Sozialgericht Kassel
Urteil vom 09.01.2008 (nicht rechtskräftig)
Sozialgericht Kassel S 12 KR 391/07
Hessisches Landessozialgericht L 1 KR 46/08
1. Der Bescheid vom 24. April 2007 in der Fassung des Widerspruchsbescheides vom 15. November 2007 wird
aufgehoben.
2. Es wird festgestellt, dass die Klägerin seit 1. April 2007 bei der Beklagten in der Gesetzlichen Krankenversicherung
nach § 5 Abs. 1 Nr. 13 SGB V pflichtversichert und die Beklagte verpflichtet ist, der Klägerin entsprechenden
Versicherungsschutz zu gewähren.
3. Die Beklagte hat der Klägerin die Kosten des Rechtsstreits zu erstatten.
Tatbestand:
Zwischen den Beteiligten ist streitig, ob die Beklagte verpflichtet ist, die 1928 geborene Klägerin rückwirkend ab 1.

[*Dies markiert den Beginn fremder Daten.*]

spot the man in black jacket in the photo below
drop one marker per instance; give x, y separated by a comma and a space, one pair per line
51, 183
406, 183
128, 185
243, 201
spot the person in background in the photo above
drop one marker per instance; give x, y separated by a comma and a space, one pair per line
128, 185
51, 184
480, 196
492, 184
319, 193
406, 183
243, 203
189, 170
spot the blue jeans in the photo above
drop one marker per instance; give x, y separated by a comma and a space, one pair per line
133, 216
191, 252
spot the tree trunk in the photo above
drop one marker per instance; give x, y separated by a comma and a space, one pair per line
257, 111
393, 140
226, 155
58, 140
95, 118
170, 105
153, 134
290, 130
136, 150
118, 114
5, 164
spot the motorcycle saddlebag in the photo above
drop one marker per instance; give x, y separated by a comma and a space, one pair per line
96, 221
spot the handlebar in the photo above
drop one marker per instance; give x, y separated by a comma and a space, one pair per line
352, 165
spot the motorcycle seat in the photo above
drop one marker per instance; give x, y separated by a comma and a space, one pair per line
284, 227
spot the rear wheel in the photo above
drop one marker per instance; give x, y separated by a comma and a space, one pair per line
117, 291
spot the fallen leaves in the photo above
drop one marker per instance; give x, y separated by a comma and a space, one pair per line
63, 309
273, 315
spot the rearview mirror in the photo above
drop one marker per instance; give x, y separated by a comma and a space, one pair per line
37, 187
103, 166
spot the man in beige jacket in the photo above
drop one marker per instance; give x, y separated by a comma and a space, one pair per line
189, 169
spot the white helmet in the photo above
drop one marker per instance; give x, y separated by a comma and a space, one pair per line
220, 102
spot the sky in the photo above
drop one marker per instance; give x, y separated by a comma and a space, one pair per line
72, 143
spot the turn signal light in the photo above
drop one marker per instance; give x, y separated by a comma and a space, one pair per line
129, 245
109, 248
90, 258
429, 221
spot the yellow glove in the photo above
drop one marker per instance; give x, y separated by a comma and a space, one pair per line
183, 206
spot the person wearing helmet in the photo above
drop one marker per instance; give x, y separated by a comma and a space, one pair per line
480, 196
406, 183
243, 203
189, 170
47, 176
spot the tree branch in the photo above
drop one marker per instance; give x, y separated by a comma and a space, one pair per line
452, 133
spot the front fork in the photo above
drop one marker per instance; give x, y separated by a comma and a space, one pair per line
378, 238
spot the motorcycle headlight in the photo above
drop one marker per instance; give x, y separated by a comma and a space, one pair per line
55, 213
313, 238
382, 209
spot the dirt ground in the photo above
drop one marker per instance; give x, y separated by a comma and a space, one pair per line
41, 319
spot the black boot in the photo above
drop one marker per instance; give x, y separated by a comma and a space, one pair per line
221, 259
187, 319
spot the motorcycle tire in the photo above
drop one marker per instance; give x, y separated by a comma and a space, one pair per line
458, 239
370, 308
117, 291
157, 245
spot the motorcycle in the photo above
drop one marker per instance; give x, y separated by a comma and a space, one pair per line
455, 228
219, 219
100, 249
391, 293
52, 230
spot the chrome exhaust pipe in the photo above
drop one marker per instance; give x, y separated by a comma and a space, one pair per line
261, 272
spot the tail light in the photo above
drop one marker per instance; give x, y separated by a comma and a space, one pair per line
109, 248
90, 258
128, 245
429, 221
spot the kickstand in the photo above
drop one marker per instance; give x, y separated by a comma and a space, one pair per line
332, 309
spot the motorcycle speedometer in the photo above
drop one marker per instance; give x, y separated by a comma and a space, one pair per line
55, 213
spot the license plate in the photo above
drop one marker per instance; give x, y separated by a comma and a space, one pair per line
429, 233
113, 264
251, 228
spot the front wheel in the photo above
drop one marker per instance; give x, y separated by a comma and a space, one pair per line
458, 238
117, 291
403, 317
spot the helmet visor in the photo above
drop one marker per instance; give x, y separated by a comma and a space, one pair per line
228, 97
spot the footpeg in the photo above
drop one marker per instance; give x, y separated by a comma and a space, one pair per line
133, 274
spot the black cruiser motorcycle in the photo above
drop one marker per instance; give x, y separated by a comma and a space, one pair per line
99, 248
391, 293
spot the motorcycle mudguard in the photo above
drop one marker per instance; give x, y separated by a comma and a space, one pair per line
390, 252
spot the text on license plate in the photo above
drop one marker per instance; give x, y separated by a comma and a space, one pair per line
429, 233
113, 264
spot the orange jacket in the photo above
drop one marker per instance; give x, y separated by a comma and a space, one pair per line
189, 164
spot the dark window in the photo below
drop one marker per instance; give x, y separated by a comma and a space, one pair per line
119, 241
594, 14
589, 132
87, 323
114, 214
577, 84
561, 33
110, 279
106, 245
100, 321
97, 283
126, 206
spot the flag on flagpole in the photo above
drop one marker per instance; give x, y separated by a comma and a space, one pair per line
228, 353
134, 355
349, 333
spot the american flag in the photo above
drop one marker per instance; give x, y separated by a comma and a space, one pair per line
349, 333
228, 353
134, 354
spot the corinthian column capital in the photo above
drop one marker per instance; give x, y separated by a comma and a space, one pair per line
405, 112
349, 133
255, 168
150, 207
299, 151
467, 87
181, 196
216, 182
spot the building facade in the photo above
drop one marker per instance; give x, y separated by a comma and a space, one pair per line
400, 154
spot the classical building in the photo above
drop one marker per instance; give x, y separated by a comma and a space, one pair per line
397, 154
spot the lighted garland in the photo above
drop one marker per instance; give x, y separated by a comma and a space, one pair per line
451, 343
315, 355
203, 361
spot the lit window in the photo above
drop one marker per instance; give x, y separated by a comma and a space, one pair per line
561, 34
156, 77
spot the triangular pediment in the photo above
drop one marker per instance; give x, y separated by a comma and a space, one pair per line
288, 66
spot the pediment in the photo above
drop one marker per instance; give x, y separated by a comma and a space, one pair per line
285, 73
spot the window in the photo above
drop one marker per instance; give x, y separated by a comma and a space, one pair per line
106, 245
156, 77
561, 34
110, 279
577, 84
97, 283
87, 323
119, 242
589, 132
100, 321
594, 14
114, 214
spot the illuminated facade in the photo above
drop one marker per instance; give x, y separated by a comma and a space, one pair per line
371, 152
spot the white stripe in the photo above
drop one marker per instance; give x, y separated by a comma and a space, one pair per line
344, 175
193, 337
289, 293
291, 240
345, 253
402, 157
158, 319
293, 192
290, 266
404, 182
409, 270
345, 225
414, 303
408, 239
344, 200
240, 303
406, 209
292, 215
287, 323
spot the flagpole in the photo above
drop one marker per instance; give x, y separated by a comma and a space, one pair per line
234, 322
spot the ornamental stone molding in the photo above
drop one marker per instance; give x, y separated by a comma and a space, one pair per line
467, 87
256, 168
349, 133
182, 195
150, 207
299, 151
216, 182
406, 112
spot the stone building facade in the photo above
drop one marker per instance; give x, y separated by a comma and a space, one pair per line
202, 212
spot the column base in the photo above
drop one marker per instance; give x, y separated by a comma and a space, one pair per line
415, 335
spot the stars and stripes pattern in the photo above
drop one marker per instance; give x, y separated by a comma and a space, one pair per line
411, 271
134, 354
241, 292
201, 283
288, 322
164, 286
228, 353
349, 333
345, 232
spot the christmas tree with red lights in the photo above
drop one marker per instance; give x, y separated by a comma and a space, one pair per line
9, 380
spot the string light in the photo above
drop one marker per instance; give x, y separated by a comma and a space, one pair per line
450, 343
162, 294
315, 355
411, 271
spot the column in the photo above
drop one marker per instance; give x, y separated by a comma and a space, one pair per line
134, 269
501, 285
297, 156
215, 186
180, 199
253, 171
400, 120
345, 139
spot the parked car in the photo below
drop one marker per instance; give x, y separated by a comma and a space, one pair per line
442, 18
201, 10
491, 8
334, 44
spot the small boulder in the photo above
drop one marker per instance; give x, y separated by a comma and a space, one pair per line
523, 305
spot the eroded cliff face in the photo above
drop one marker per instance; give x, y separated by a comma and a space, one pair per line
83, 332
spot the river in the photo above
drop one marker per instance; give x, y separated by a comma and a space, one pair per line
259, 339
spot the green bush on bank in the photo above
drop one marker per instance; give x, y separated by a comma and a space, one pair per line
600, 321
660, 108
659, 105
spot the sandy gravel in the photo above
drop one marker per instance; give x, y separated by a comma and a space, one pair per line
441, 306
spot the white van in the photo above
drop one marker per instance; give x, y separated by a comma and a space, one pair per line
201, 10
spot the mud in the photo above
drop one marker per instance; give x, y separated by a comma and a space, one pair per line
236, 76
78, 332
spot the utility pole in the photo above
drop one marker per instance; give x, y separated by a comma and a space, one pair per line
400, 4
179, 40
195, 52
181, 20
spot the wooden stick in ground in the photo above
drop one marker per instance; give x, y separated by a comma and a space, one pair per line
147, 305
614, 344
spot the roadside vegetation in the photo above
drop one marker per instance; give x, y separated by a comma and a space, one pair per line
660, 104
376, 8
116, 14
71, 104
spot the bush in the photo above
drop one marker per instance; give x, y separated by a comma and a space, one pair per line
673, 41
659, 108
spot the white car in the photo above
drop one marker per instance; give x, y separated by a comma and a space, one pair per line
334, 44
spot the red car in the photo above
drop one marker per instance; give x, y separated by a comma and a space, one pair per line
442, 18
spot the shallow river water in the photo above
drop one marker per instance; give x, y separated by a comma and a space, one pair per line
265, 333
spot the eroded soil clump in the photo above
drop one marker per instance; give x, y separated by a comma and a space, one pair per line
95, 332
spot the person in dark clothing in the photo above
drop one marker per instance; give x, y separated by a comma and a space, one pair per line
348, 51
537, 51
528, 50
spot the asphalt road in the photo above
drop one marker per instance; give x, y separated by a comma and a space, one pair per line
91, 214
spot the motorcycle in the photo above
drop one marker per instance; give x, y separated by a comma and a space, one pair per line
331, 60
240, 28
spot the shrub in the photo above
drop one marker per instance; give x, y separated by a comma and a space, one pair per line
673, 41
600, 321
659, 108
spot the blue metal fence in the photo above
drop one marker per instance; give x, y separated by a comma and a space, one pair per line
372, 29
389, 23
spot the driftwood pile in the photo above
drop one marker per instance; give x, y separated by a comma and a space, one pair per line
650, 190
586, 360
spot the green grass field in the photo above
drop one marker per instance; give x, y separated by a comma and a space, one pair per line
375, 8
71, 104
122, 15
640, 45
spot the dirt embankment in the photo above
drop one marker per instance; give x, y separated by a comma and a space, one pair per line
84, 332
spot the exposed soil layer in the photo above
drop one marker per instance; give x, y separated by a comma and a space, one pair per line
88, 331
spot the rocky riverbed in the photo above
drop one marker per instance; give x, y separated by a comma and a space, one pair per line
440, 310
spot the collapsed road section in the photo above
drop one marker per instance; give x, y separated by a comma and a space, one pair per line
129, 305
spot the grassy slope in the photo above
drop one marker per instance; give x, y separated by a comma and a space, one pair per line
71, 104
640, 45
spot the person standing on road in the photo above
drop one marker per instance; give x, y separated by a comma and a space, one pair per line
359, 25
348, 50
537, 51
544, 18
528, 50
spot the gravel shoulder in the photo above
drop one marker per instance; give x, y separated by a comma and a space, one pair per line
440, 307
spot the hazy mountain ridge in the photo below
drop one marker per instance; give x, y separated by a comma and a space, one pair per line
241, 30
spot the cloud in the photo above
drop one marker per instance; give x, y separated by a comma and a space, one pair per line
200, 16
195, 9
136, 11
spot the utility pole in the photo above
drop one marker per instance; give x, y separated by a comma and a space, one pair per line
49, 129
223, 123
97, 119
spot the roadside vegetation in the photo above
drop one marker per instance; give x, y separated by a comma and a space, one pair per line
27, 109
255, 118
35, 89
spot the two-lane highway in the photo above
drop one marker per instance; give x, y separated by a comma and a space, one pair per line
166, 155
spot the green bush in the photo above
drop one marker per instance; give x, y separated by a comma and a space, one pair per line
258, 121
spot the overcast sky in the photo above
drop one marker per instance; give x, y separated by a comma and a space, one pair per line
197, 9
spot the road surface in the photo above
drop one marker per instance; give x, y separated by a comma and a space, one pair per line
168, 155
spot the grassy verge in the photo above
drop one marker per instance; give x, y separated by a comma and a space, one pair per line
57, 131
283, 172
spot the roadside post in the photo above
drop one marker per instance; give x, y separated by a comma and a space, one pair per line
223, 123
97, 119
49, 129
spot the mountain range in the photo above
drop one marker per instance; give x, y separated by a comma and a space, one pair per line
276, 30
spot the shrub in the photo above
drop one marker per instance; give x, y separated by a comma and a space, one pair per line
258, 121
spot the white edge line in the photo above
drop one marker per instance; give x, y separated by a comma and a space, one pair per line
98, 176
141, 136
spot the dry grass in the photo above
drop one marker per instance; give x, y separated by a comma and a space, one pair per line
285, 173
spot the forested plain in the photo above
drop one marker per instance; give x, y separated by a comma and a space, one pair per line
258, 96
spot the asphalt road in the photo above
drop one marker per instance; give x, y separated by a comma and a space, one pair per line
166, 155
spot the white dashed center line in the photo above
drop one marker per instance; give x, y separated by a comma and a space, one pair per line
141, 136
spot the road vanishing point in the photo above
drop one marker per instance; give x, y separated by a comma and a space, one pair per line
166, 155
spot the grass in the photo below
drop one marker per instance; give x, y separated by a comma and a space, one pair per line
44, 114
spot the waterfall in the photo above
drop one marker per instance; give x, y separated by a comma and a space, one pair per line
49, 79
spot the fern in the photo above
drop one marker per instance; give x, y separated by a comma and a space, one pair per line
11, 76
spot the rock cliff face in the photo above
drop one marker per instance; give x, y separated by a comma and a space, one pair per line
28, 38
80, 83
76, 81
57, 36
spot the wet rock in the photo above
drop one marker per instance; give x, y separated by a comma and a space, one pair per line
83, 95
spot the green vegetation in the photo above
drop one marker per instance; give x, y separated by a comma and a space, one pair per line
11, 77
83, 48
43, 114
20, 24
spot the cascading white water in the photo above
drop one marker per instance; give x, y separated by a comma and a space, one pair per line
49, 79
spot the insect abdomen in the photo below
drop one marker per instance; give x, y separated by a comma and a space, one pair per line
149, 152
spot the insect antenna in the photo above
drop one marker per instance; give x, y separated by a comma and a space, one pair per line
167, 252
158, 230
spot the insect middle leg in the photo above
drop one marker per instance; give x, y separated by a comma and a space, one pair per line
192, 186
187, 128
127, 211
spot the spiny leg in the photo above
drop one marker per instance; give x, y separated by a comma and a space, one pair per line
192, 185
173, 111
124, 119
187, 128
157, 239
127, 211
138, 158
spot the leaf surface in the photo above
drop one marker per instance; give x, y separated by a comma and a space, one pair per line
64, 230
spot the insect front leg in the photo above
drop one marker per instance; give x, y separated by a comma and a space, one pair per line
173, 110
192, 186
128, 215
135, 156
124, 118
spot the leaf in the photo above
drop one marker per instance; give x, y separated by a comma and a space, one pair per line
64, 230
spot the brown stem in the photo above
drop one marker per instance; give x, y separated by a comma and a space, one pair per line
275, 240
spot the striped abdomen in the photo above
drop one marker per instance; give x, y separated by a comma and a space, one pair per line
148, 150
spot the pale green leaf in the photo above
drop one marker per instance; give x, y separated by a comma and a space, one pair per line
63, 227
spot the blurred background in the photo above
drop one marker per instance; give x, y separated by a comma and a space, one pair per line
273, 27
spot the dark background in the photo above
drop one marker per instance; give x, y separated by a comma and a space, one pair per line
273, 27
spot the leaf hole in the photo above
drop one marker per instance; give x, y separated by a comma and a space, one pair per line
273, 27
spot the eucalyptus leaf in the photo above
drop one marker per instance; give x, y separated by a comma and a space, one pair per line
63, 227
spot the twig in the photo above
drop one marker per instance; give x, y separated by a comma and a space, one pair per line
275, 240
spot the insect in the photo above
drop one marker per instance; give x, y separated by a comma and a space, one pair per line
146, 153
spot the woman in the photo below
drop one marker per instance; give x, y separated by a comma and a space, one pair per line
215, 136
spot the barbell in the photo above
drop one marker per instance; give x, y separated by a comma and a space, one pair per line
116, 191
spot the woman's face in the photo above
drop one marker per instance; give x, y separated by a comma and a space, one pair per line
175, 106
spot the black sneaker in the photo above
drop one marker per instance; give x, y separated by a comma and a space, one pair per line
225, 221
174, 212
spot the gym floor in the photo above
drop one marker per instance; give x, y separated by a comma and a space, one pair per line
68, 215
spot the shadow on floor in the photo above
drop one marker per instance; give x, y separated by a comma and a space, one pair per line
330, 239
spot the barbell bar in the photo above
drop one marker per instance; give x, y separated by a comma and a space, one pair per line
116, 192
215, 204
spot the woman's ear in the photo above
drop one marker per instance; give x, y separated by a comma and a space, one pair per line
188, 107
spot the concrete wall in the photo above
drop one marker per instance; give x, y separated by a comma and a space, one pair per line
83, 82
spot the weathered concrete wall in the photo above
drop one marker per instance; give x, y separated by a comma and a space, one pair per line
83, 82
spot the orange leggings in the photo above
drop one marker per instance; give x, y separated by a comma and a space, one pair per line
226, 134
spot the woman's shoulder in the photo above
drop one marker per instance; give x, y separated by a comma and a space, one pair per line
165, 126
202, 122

April 2007 in die Gesetzliche Krankenversicherung (GKV) als Pflichtmitglied aufzunehmen und ihr entsprechenden
Krankenversicherungsschutz zu gewähren, nachdem die Klägerin zumindest in den Zeiträumen vom 1. Januar 2004
bis 31. Dezember 2004 und vom 1. Juli 2006 bis 31. März 2007 bei der Beklagten als Betreuungsfall des Sozialamtes
der Stadt XY. im Rahmen des § 264 Sozialgesetzbuch – Gesetzliche Krankenversicherung – (SGB V) gemeldet war
und sie dann am 9. März 2007 gegenüber der Beklagten die Aufnahme als Pflichtversicherte in die GKV nach § 5
Abs. 1 Nr. 13 SGB V geltend gemacht hatte.
Dabei ging aus den weiter vorgelegten Unterlagen hervor, dass die Klägerin von 1970 bis zu ihrer Scheidung im Jahre
1999 über ihren damaligen Ehemann noch bei der Postbeamtenkrankenkasse (PBeaKK) mitversichert gewesen ist. In
der Zeit davor war sie bei der Beklagten in der GKV versichert. Im Anschluss an die Scheidung hatte die Klägerin
darüber hinaus von der Möglichkeit, sich bei der PBeaKK weiterzuversichern, selbst keinen Gebrauch gemacht; auch
anderweitig war die Klägerin seither weder privat noch gesetzlich krankenversichert. Insoweit ist ihr seit ihrer
Scheidung allein vom Sozialamt der Stadt XY. bis vorliegend zunächst nach dem Bundessozialhilfegesetz (BSHG)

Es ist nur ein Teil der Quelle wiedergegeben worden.